Imaginez la scène. Le scénariste afroaméricain Gregory Allen Howard (à qui l'on doit les scripts du Plus beau des combats avec Denzel Washington mais aussi d'Ali avec Will Smith) se tient face aux décideurs d'un grand studio hollywoodien. Enthousiaste, l'auteur suggère de consacrer un biopic à Harriet Tubman, une figure majeure du militantisme afroaméricain : au 19e siècle, cette activiste courageuse s'est battue pour l'abolition de l'esclavage (on l'a surnommait même la Moïse du peuple Noir). Et là, le président du studio, blanc (forcément), se gratte le menton et lui rétorque : "C'est un bon script. Il faudrait que Julia Roberts joue le rôle...".
On se demande s'il faut rire ou pleurer. On imagine en tout cas très bien la "poker face" du scénariste au moment de cet échange, qui eu lieu en plein milieu des années 90. D'ailleurs, il le relate très bien dans cet article instructif du Los Angeles Times. Et le scénariste d'ironiser aujourd'hui : "Il y a 25 ans, il n'y avait qu'une seule personne noire dans le studio pour rappeler qu'Harriet Tubman était une femme noire". Le choix de Julia Roberts n'était pas forcément l'idée la plus pertinente du siècle...
Photographie de la figure contestatrice Harriet Tubman.
Comme quoi, le white washing ne date pas d'hier. White-washer, c'est le fait d'attribuer à un acteur blanc ou une actrice blanche le rôle d'un personnage de couleur. Une réappropriation culturelle malheureuse autant que banalisée, dont les exemples sont légion. De la polémique suscitée par le choix de Scarlett Johansson pour incarner le rôle de la cyborg Motoko Kusanagi dans l'adaptation live du manga japonais Ghost in the Shell à celui du pas très perse Jake Gyllenhaal pour tenir l'affiche du film d'aventures Prince of Persia : Les Sables du temps, ces "blanchiments" témoignent du peu de diversité dont font état les blockbusters américains. En ce sens, l'évocation de Julia Roberts pour incarner une figure noire historique fait office de cas d'école.
Cette anecdote n'est pas seulement absurde. Elle rend compte de la frilosité des studios dès lors qu'il s'agit d'accorder à une femme noire le devant de l'affiche. Gregory Allen Howard en témoigne d'ailleurs dans sa tribune.
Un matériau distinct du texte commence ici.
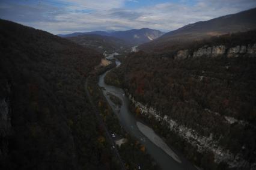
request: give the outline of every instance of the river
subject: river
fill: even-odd
[[[121,64],[117,59],[115,62],[117,67]],[[124,95],[124,91],[114,86],[108,85],[105,83],[104,77],[108,71],[109,71],[100,76],[98,84],[100,87],[104,88],[102,91],[105,97],[127,132],[145,145],[147,153],[159,163],[162,169],[196,170],[197,169],[186,159],[182,154],[175,148],[168,147],[151,128],[143,124],[141,120],[130,113],[128,107],[129,100]],[[106,94],[108,93],[115,95],[123,101],[123,105],[120,109],[109,99]],[[143,169],[143,165],[141,165],[141,167]]]

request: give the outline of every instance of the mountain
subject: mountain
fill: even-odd
[[[0,169],[111,169],[84,88],[102,55],[4,20],[0,37]]]
[[[198,169],[255,169],[256,29],[183,47],[131,53],[105,82]]]
[[[101,53],[105,51],[108,53],[128,52],[132,47],[130,44],[121,39],[98,34],[86,34],[67,38],[82,46],[96,49]]]
[[[158,30],[142,28],[126,31],[115,31],[111,33],[111,36],[124,40],[135,45],[139,45],[152,41],[162,36],[163,34]]]
[[[106,31],[91,31],[87,32],[74,32],[69,34],[58,34],[58,36],[63,38],[76,37],[79,35],[88,35],[88,34],[97,34],[103,36],[110,36],[110,33]]]
[[[87,34],[98,34],[104,36],[114,37],[124,41],[133,46],[141,44],[153,40],[163,35],[163,32],[149,28],[139,29],[133,29],[124,31],[114,31],[108,32],[105,31],[93,31],[87,32],[75,32],[67,35],[58,35],[62,37],[70,37]]]
[[[139,47],[145,50],[168,50],[178,44],[256,28],[256,8],[207,21],[189,24]]]

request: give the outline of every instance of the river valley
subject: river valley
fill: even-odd
[[[117,59],[115,62],[117,67],[121,64]],[[174,148],[169,147],[150,127],[130,113],[128,107],[129,100],[125,96],[124,91],[105,83],[104,77],[109,71],[100,76],[98,83],[100,87],[103,88],[102,91],[105,97],[126,132],[145,146],[147,151],[159,163],[162,169],[197,169],[180,153]],[[115,106],[110,100],[108,93],[115,96],[122,100],[121,107]],[[143,168],[143,165],[141,167]]]

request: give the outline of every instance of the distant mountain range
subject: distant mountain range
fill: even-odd
[[[88,34],[97,34],[103,36],[113,37],[126,41],[127,43],[133,46],[142,44],[152,41],[162,35],[164,32],[159,30],[149,28],[139,29],[133,29],[124,31],[114,31],[108,32],[106,31],[93,31],[86,32],[75,32],[70,34],[59,34],[59,37],[67,38]]]
[[[162,51],[177,44],[227,33],[245,32],[256,28],[256,8],[207,21],[189,24],[139,47],[145,50]]]
[[[99,34],[85,34],[66,38],[83,46],[96,49],[103,53],[129,52],[132,45],[123,40]]]

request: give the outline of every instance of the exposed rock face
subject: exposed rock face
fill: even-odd
[[[214,134],[211,133],[209,136],[200,135],[196,130],[189,128],[184,125],[180,124],[175,120],[168,115],[162,115],[159,112],[152,107],[144,105],[137,102],[134,97],[128,93],[127,96],[131,102],[139,108],[141,113],[146,117],[153,117],[159,122],[166,124],[169,126],[169,130],[174,132],[177,135],[190,143],[197,148],[199,153],[203,153],[206,151],[212,151],[215,157],[215,162],[219,163],[222,162],[226,163],[230,168],[239,168],[239,169],[255,169],[255,163],[249,166],[247,160],[242,158],[242,154],[238,153],[233,154],[230,150],[226,150],[220,146],[218,142],[220,139],[214,139]],[[218,114],[216,115],[218,115]],[[233,124],[237,120],[231,117],[223,117],[224,121],[227,123]]]
[[[175,59],[185,59],[189,56],[189,50],[179,50],[177,53],[177,56],[175,56]]]
[[[247,53],[249,54],[256,53],[256,44],[249,45],[247,49]]]
[[[197,50],[194,50],[192,53],[192,56],[195,58],[202,56],[216,57],[224,54],[226,54],[229,58],[242,56],[245,55],[249,57],[253,57],[256,55],[256,44],[248,46],[236,46],[229,49],[224,45],[210,47],[204,46]],[[190,56],[189,50],[184,49],[178,51],[174,58],[185,59]]]
[[[214,46],[213,47],[212,55],[213,56],[217,56],[218,55],[223,55],[225,53],[226,47],[225,46]]]
[[[7,84],[7,91],[10,88]],[[8,96],[0,99],[0,160],[4,160],[8,154],[8,136],[11,134],[11,118]]]

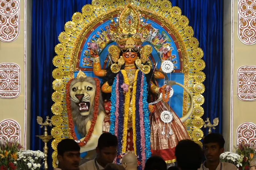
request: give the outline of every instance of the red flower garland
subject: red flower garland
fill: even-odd
[[[84,146],[89,139],[91,138],[92,131],[94,129],[94,126],[97,120],[98,114],[99,112],[99,103],[100,99],[100,80],[98,78],[94,78],[96,82],[96,95],[94,99],[94,112],[93,112],[93,117],[92,120],[92,124],[90,126],[88,133],[86,135],[85,138],[82,141],[80,141],[78,144],[80,146]],[[69,117],[69,126],[70,128],[71,135],[73,138],[75,140],[78,141],[77,137],[75,131],[75,126],[74,125],[74,121],[73,117],[72,117],[72,110],[71,109],[71,105],[70,100],[69,99],[70,93],[69,93],[69,87],[70,83],[73,79],[71,80],[67,83],[66,86],[67,90],[67,95],[66,97],[66,101],[67,102],[67,110],[68,116]]]

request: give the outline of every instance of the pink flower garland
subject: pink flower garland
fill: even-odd
[[[119,116],[119,112],[118,110],[119,107],[118,105],[119,104],[119,76],[117,75],[116,78],[116,86],[115,88],[115,94],[116,94],[116,103],[115,103],[115,127],[118,127],[118,117]],[[118,128],[115,128],[115,135],[118,137]]]
[[[142,83],[141,85],[141,95],[140,96],[139,99],[139,113],[140,113],[140,124],[141,124],[141,156],[142,158],[142,169],[144,169],[145,167],[145,163],[146,161],[146,157],[145,150],[146,150],[146,146],[145,143],[146,141],[145,139],[145,131],[144,128],[144,115],[143,111],[143,102],[142,99],[143,97],[143,89],[144,86],[143,82],[144,82],[144,76],[142,76],[141,81]]]

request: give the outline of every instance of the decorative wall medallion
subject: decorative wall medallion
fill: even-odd
[[[19,0],[0,1],[0,40],[11,42],[20,33]]]
[[[256,143],[256,125],[251,122],[241,124],[236,130],[236,144]]]
[[[242,42],[256,43],[256,0],[238,0],[238,34]]]
[[[256,100],[256,66],[241,66],[237,72],[238,99],[243,101]]]
[[[16,98],[20,95],[20,66],[15,63],[0,64],[0,97]]]
[[[0,122],[0,141],[17,140],[20,143],[20,126],[13,119],[5,119]]]

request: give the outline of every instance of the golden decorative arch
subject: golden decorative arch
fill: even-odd
[[[82,42],[86,40],[86,35],[93,31],[94,27],[112,19],[129,3],[145,18],[160,21],[161,26],[170,30],[168,33],[173,34],[176,38],[175,41],[177,41],[179,48],[178,51],[181,53],[183,57],[180,59],[183,63],[183,69],[180,71],[184,74],[184,85],[193,95],[194,103],[192,115],[183,124],[191,138],[202,145],[200,141],[203,134],[200,129],[203,125],[201,117],[204,110],[201,106],[204,102],[202,94],[205,90],[202,83],[205,75],[201,71],[205,65],[202,59],[203,52],[199,47],[198,41],[193,37],[194,31],[188,26],[188,18],[181,14],[179,8],[172,7],[167,0],[93,0],[91,5],[83,7],[82,13],[75,13],[72,21],[66,23],[65,31],[59,37],[61,43],[55,48],[57,55],[53,62],[57,68],[52,72],[55,79],[53,82],[53,88],[55,91],[52,98],[55,103],[51,107],[55,115],[51,120],[55,127],[51,131],[54,138],[51,144],[54,150],[52,156],[53,167],[56,167],[57,144],[63,139],[72,138],[65,99],[66,85],[74,78],[74,72],[78,71],[76,65],[80,62],[78,56],[82,49]],[[190,105],[186,93],[184,93],[183,99],[183,113],[185,113]]]

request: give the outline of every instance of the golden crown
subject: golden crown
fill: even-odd
[[[117,22],[110,25],[110,35],[122,49],[138,48],[150,36],[151,24],[141,22],[140,15],[131,4],[121,13]]]

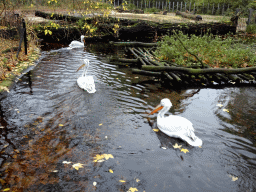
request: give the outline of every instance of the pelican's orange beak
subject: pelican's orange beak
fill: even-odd
[[[163,109],[163,106],[162,105],[157,105],[153,111],[151,111],[148,115],[153,115],[154,113],[156,113],[157,111]]]

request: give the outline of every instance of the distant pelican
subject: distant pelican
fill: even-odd
[[[202,146],[203,141],[195,136],[195,130],[189,120],[176,115],[164,116],[171,106],[169,99],[162,99],[161,103],[149,114],[152,115],[162,109],[157,115],[157,127],[170,137],[180,138],[192,146]]]
[[[84,47],[84,36],[81,35],[81,42],[79,41],[72,41],[70,44],[69,44],[69,48],[72,49],[72,48],[82,48]]]
[[[86,90],[88,93],[95,93],[96,89],[95,89],[95,84],[94,84],[93,76],[86,75],[86,72],[87,72],[87,70],[89,68],[89,60],[88,59],[84,59],[83,60],[83,64],[77,69],[77,71],[79,71],[83,67],[84,67],[84,71],[82,73],[82,76],[80,76],[77,79],[77,84],[78,84],[78,86],[81,89]]]

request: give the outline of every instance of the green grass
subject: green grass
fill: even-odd
[[[195,36],[178,33],[179,39],[185,47],[206,65],[216,68],[238,68],[254,66],[256,61],[255,50],[235,43],[234,38],[222,39],[219,36]],[[165,36],[155,51],[159,59],[175,62],[181,66],[199,64],[197,59],[189,54],[175,35]]]

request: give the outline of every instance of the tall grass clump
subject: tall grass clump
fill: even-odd
[[[177,36],[163,37],[155,51],[157,57],[161,60],[175,62],[181,66],[199,64],[200,61],[183,47],[178,38],[190,53],[196,55],[203,64],[210,67],[238,68],[255,65],[255,50],[234,43],[232,37],[222,38],[213,35],[191,35],[189,37],[182,32],[179,32]]]

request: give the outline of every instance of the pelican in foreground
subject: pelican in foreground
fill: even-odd
[[[180,138],[192,146],[202,146],[203,141],[195,136],[195,130],[189,120],[176,115],[164,116],[171,106],[169,99],[162,99],[149,115],[161,110],[157,115],[157,126],[162,132],[170,137]]]
[[[80,41],[72,41],[70,44],[69,44],[69,48],[72,49],[72,48],[82,48],[84,47],[84,36],[81,35],[81,42]]]
[[[83,60],[83,64],[77,69],[77,71],[79,71],[82,68],[84,68],[84,71],[82,73],[82,76],[80,76],[77,79],[77,85],[81,89],[86,90],[88,93],[95,93],[96,89],[95,89],[95,84],[94,84],[93,76],[86,75],[86,72],[87,72],[87,70],[89,68],[89,60],[88,59],[84,59]]]

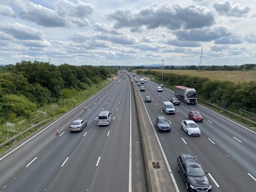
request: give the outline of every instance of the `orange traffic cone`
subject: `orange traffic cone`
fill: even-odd
[[[55,134],[56,135],[60,134],[60,133],[59,133],[59,128],[58,127],[57,128],[57,132],[56,132],[56,134]]]

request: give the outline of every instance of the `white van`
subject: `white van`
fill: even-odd
[[[109,125],[112,118],[111,114],[110,111],[101,111],[98,116],[98,125]]]
[[[156,90],[158,92],[162,92],[163,89],[162,87],[158,86],[158,87],[157,87],[157,88],[156,88]]]
[[[174,106],[170,101],[164,101],[163,102],[162,108],[163,111],[166,114],[171,113],[175,114],[175,108]]]

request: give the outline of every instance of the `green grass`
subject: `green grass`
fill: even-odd
[[[161,69],[152,69],[152,71],[162,72]],[[137,70],[133,70],[137,73]],[[164,70],[164,73],[174,73],[180,75],[207,78],[210,80],[221,81],[229,80],[235,82],[243,83],[252,80],[256,80],[256,70],[248,71],[198,71],[196,70]]]
[[[60,100],[57,103],[47,105],[38,109],[29,119],[23,119],[20,117],[16,118],[12,122],[5,122],[0,125],[0,144],[29,128],[30,126],[29,122],[32,120],[36,118],[32,123],[38,123],[52,117],[60,116],[76,105],[86,100],[112,82],[112,80],[108,79],[98,84],[92,85],[90,86],[90,89],[86,90],[78,91],[74,90],[72,92],[69,92],[68,94],[66,94],[66,97],[68,98]],[[22,120],[22,123],[21,123]],[[40,126],[34,128],[16,138],[15,141],[10,142],[8,144],[0,148],[0,154],[10,148],[17,142],[22,140],[29,135],[31,132],[36,131],[47,123],[48,122],[46,122]]]

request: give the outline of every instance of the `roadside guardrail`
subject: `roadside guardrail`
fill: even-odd
[[[4,146],[5,145],[6,145],[7,143],[9,143],[9,142],[10,142],[11,141],[12,141],[14,140],[14,139],[18,138],[18,137],[19,137],[22,134],[24,134],[24,133],[26,133],[26,132],[27,132],[28,131],[32,129],[32,128],[34,128],[35,127],[36,127],[37,126],[38,126],[38,125],[40,125],[41,124],[42,124],[43,123],[45,123],[45,122],[46,122],[47,121],[50,121],[50,120],[51,120],[51,119],[52,119],[52,118],[54,118],[55,117],[55,116],[54,116],[54,117],[51,117],[50,118],[49,118],[49,119],[46,119],[45,120],[44,120],[42,122],[39,122],[39,123],[38,123],[37,124],[36,124],[35,125],[33,125],[33,126],[30,127],[28,129],[27,129],[26,130],[25,130],[24,131],[22,131],[22,132],[21,132],[21,133],[19,133],[18,135],[16,135],[14,137],[11,138],[10,139],[8,139],[8,140],[7,140],[7,141],[4,142],[3,143],[1,143],[1,144],[0,144],[0,147]]]

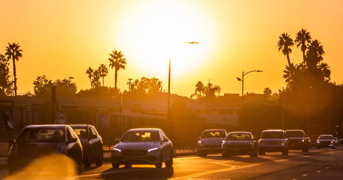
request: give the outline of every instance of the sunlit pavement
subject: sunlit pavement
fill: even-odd
[[[82,173],[71,179],[342,179],[343,175],[343,146],[335,149],[317,149],[308,153],[290,150],[289,155],[281,153],[266,153],[265,156],[222,158],[220,154],[205,157],[196,156],[174,159],[173,168],[157,169],[151,165],[133,165],[127,168],[112,168],[110,163],[84,168]],[[7,170],[0,171],[3,178]]]

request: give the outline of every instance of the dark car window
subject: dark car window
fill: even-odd
[[[202,138],[210,138],[212,137],[225,137],[225,132],[223,131],[205,131],[201,135]]]
[[[226,139],[228,141],[251,140],[251,137],[249,133],[229,133]]]
[[[159,141],[158,132],[127,131],[123,136],[121,141]]]
[[[305,136],[302,131],[286,131],[285,134],[289,137],[301,137]]]
[[[319,138],[318,139],[321,140],[333,140],[333,138],[332,137],[332,136],[330,135],[322,135],[319,136]]]
[[[261,136],[261,139],[283,138],[283,133],[281,131],[265,131],[262,133],[262,135]]]
[[[26,142],[61,142],[64,141],[62,128],[27,128],[18,136],[17,141]]]

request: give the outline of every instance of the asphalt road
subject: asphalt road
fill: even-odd
[[[289,150],[288,156],[266,153],[257,158],[239,156],[223,158],[220,154],[205,157],[183,157],[174,159],[172,168],[164,166],[160,169],[153,166],[133,165],[114,169],[107,163],[100,167],[93,165],[85,168],[82,174],[72,179],[343,179],[342,170],[343,146],[339,146],[335,149],[315,147],[308,153]],[[0,171],[0,178],[7,175],[7,170]]]

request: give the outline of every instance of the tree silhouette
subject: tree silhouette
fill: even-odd
[[[86,71],[86,74],[88,75],[88,78],[91,80],[91,88],[93,88],[93,84],[92,83],[92,76],[93,76],[93,72],[94,72],[94,70],[90,67],[88,68],[88,69]]]
[[[306,32],[306,29],[304,29],[303,28],[299,31],[296,35],[294,43],[296,44],[297,43],[297,48],[301,46],[300,49],[301,51],[303,51],[303,59],[304,62],[306,62],[306,56],[305,55],[305,51],[307,48],[307,44],[311,42],[311,40],[312,39],[311,36],[310,35],[310,33]]]
[[[292,49],[290,47],[294,45],[293,40],[289,37],[289,35],[287,34],[287,33],[282,34],[281,36],[279,36],[279,41],[276,45],[279,48],[277,50],[279,51],[282,50],[283,55],[285,55],[287,57],[288,66],[289,67],[292,65],[291,63],[291,60],[289,60],[289,53],[292,52]]]
[[[9,60],[12,58],[13,63],[13,75],[14,76],[14,95],[17,95],[17,77],[16,73],[15,72],[15,61],[19,61],[19,58],[23,57],[21,51],[23,50],[20,49],[20,46],[19,45],[19,43],[15,44],[13,43],[12,44],[8,43],[8,46],[6,47],[6,52],[5,55],[7,56],[7,59]]]
[[[111,68],[112,70],[114,68],[114,87],[117,88],[117,79],[118,76],[118,72],[120,69],[125,70],[125,65],[126,64],[126,59],[123,58],[124,55],[121,54],[121,51],[119,52],[117,49],[112,51],[111,53],[109,54],[111,57],[108,58],[109,61],[109,65],[108,67]]]
[[[106,65],[102,64],[98,68],[98,71],[100,73],[100,77],[103,78],[103,86],[104,86],[104,78],[107,76],[108,74],[108,68]]]
[[[269,96],[272,94],[272,90],[269,87],[266,87],[263,91],[263,94]]]

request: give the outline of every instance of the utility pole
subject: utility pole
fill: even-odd
[[[129,78],[129,79],[128,79],[128,80],[129,80],[129,82],[127,83],[126,84],[129,85],[129,98],[130,99],[130,88],[131,87],[131,84],[133,83],[131,82],[131,80],[133,80],[133,79],[131,79],[131,78]]]

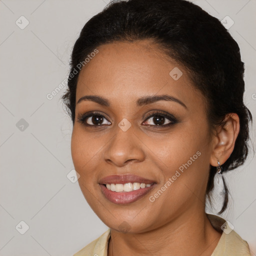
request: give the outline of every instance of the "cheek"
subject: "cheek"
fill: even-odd
[[[90,139],[84,132],[74,126],[71,139],[71,154],[76,171],[82,180],[92,179],[90,166],[97,158],[99,146],[96,146],[95,139]],[[86,177],[86,179],[84,178]]]

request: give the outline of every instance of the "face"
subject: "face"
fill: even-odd
[[[142,232],[204,208],[212,144],[203,96],[149,41],[97,48],[79,75],[72,138],[92,209],[112,228]]]

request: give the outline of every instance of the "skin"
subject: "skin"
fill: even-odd
[[[222,164],[231,154],[239,132],[238,116],[230,114],[224,126],[212,131],[206,118],[207,101],[195,90],[185,68],[152,42],[117,42],[97,48],[98,53],[80,74],[76,102],[84,96],[98,95],[110,105],[90,100],[76,104],[72,154],[86,199],[111,228],[108,255],[126,252],[133,256],[210,256],[221,234],[204,212],[208,171],[210,164],[218,166],[217,158]],[[175,67],[183,73],[177,80],[169,75]],[[186,107],[166,100],[136,104],[140,97],[160,94],[175,97]],[[148,118],[154,110],[171,114],[178,122],[160,127],[152,118]],[[78,118],[92,111],[104,116],[101,126],[86,126],[78,122]],[[132,126],[126,132],[118,125],[124,118]],[[88,124],[94,124],[92,121],[87,120]],[[150,196],[198,151],[200,156],[150,202]],[[132,203],[110,202],[102,193],[99,180],[126,174],[154,180],[157,185]],[[120,228],[124,221],[126,232]]]

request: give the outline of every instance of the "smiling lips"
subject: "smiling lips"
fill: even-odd
[[[135,202],[156,184],[154,180],[132,174],[108,176],[101,179],[99,184],[106,198],[116,204]]]

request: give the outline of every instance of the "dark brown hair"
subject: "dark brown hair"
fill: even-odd
[[[226,172],[242,164],[248,154],[252,116],[243,102],[244,69],[238,46],[218,19],[184,0],[113,2],[87,22],[73,48],[68,88],[62,96],[73,124],[79,72],[70,75],[77,65],[99,46],[150,38],[189,71],[195,88],[207,100],[212,127],[224,124],[228,113],[238,114],[240,130],[222,168]],[[210,199],[216,174],[216,168],[211,166],[206,188]],[[224,200],[219,214],[226,209],[228,198],[223,180]]]

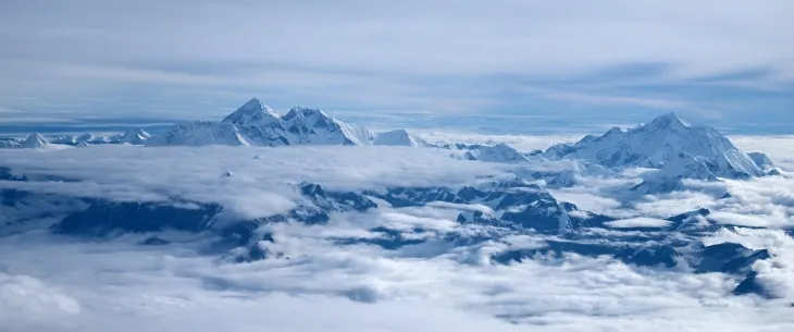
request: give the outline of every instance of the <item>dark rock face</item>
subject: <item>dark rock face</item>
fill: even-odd
[[[733,288],[733,295],[748,295],[754,294],[764,298],[773,298],[772,294],[767,290],[760,282],[758,282],[758,272],[753,271],[747,273],[747,276],[742,280],[735,288]],[[794,306],[794,305],[792,305]]]
[[[214,204],[179,208],[153,202],[96,201],[53,225],[61,234],[103,236],[113,231],[150,233],[165,230],[200,232],[207,230],[222,207]]]

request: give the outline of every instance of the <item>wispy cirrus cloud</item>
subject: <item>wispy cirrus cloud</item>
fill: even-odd
[[[33,116],[206,119],[196,115],[259,96],[276,109],[359,114],[622,114],[619,103],[733,122],[764,107],[791,121],[794,9],[784,0],[40,0],[4,9],[0,41],[13,47],[0,51],[0,106]],[[638,63],[658,70],[624,75]],[[556,93],[526,95],[506,75]],[[581,89],[598,81],[607,90]],[[671,90],[682,85],[687,94]],[[770,96],[748,93],[770,87]],[[576,107],[583,101],[587,110]]]

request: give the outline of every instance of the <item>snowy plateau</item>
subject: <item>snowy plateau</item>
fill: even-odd
[[[794,331],[794,139],[433,138],[256,98],[0,138],[0,330]]]

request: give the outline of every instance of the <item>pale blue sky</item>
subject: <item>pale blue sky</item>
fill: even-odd
[[[0,126],[220,119],[794,133],[794,1],[5,0]]]

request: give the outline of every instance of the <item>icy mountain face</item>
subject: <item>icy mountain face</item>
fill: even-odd
[[[151,138],[151,135],[141,128],[129,130],[119,138],[119,143],[142,145]]]
[[[504,143],[471,150],[466,153],[466,157],[470,160],[480,160],[485,162],[518,163],[528,161],[524,155]]]
[[[373,135],[328,116],[320,109],[296,107],[282,118],[291,144],[370,145]]]
[[[234,124],[211,121],[177,123],[168,132],[151,137],[147,146],[248,146]]]
[[[319,109],[293,108],[281,116],[253,98],[226,116],[255,145],[369,145],[373,135]]]
[[[39,133],[33,133],[25,140],[20,143],[20,148],[23,149],[36,149],[36,148],[44,148],[48,145],[47,139],[45,139],[44,136],[39,135]]]
[[[769,157],[767,157],[767,155],[761,152],[748,152],[747,156],[749,156],[749,158],[765,171],[771,171],[774,169],[774,163],[769,159]]]
[[[83,135],[79,135],[79,136],[75,137],[74,138],[74,144],[75,145],[80,145],[80,144],[84,144],[84,143],[90,144],[94,139],[95,138],[94,138],[94,135],[91,133],[85,133]]]
[[[555,146],[546,151],[548,157],[583,159],[610,168],[655,169],[663,168],[670,161],[681,163],[678,160],[680,153],[702,158],[687,161],[690,164],[700,161],[716,164],[714,173],[717,176],[746,179],[765,175],[761,168],[727,137],[710,127],[691,126],[674,113],[629,131],[616,127],[603,136],[587,136],[574,145]]]
[[[262,104],[259,99],[251,98],[221,122],[232,123],[237,127],[249,127],[266,126],[280,120],[281,116],[273,109]]]
[[[426,147],[429,146],[424,139],[413,135],[413,133],[406,130],[396,130],[385,133],[380,133],[373,142],[374,145],[382,146],[408,146],[408,147]]]
[[[0,149],[16,148],[20,146],[20,138],[0,137]]]

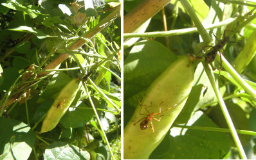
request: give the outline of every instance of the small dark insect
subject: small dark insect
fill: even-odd
[[[221,67],[222,67],[222,60],[221,60],[221,53],[219,52],[219,50],[222,49],[224,52],[223,47],[225,45],[226,43],[228,42],[229,37],[225,36],[225,35],[223,34],[223,38],[222,40],[218,40],[218,39],[214,35],[214,36],[216,38],[216,40],[218,41],[218,43],[214,46],[207,46],[212,47],[213,49],[205,55],[205,62],[206,63],[210,63],[213,62],[215,60],[215,58],[216,57],[217,52],[219,52],[221,58],[221,67],[219,68],[219,76],[220,76]]]
[[[60,102],[57,104],[57,108],[60,108],[61,109],[62,109],[62,104],[64,104],[64,102],[65,102],[65,99],[64,99],[64,102],[60,101]]]
[[[91,76],[91,74],[93,72],[93,70],[91,70],[90,72],[89,72],[89,73],[87,73],[86,76],[84,76],[84,77],[83,78],[83,81],[86,81],[86,80],[88,79],[88,77]]]
[[[151,113],[150,113],[149,112],[149,111],[147,109],[147,108],[152,107],[152,103],[151,103],[151,105],[150,106],[148,106],[148,107],[145,107],[145,106],[144,106],[145,109],[146,109],[147,112],[149,113],[149,115],[145,115],[145,114],[142,114],[142,113],[140,113],[141,111],[142,111],[142,107],[143,107],[143,105],[142,105],[142,104],[141,104],[141,102],[140,102],[140,107],[141,107],[141,108],[140,108],[140,109],[139,114],[141,115],[145,115],[145,116],[146,116],[146,117],[143,117],[143,118],[141,118],[140,120],[139,120],[137,121],[136,122],[134,123],[133,125],[135,125],[136,124],[138,124],[138,122],[140,122],[140,121],[142,121],[142,120],[143,120],[142,121],[142,122],[140,123],[140,129],[141,129],[142,130],[144,130],[144,129],[146,129],[149,127],[149,122],[151,122],[151,130],[152,130],[152,131],[153,132],[154,132],[154,127],[153,127],[153,124],[152,123],[152,119],[154,119],[155,120],[156,120],[156,121],[158,121],[158,122],[160,122],[161,116],[163,116],[163,115],[161,115],[160,117],[159,118],[159,120],[158,120],[158,119],[156,119],[156,118],[154,118],[154,116],[155,116],[155,115],[159,115],[159,114],[160,114],[160,113],[163,113],[163,112],[165,112],[165,111],[167,111],[167,110],[169,110],[170,109],[171,109],[171,108],[172,108],[172,107],[170,107],[170,108],[168,108],[167,109],[166,109],[166,110],[165,110],[165,111],[161,112],[161,105],[163,103],[163,102],[161,102],[161,103],[160,104],[160,105],[159,105],[159,113],[154,113],[154,112],[152,112]],[[176,105],[177,105],[177,104],[174,105],[174,106],[176,106]]]

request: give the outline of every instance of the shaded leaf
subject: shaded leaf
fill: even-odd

En lui consacrant un film, l'auteur souhaitait ériger Harriet Tubman en héroïne "badass" et populaire, l'emblème d'une revendication qui passe par l'action, sans pour autant avoir l'impression de "prêcher" son audience. Mais ces intentions "mainstream" n'ont pas empêché son scénario de moisir dans un tiroir des années durant. Producteurs comme partenaires financiers trouvaient cette histoire de lutte contre l'esclavagisme tout sauf bankable. "La peur les refroidissait", déplore-t-il.
"Ce que je réalise maintenant, c'est que le film n'aurait pas pu être tourné... si la situation à Hollywood n'avait pas changé depuis", ajoute-t-il cependant. Car peu à peu, le scénario est revenu à l'ordre du jour. La boîte Focus Features a fini par donner son feu vert l'an dernier pour le lancement du tournage de ce biopic, baptisé Harriett, lequel va (enfin) envahir les salles obscures le 1er novembre aux États-Unis. Twist, c'est une femme afro-américaine (et pas l'actrice de Pretty Woman) qui incarnera le rôle-titre : la comédienne et chanteuse Cynthia Erivo.
De quoi être plus optimiste ? Oui, à en lire le scénariste. Selon ce dernier, le retentissement médiatique d'une campagne de protestation comme #OscarsSoWhite (exigeant des productions plus inclusives) et le succès d'une superproduction Marvel comme Black Panther sont tous deux représentatifs d'une évolution des mentalités - et des représentations - qui, à Hollywood comme ailleurs, prend beaucoup, beaucoup de temps. En l'occurrence, des décennies. Désormais et toutes proportions gardées, un vent de changement semble planer sur l'usine à rêves. Et Gregory Allen Howard de l'espérer : "Maintenant la porte est ouverte". Et que l'on se rassure, Julia Roberts devrait encore avoir du taf.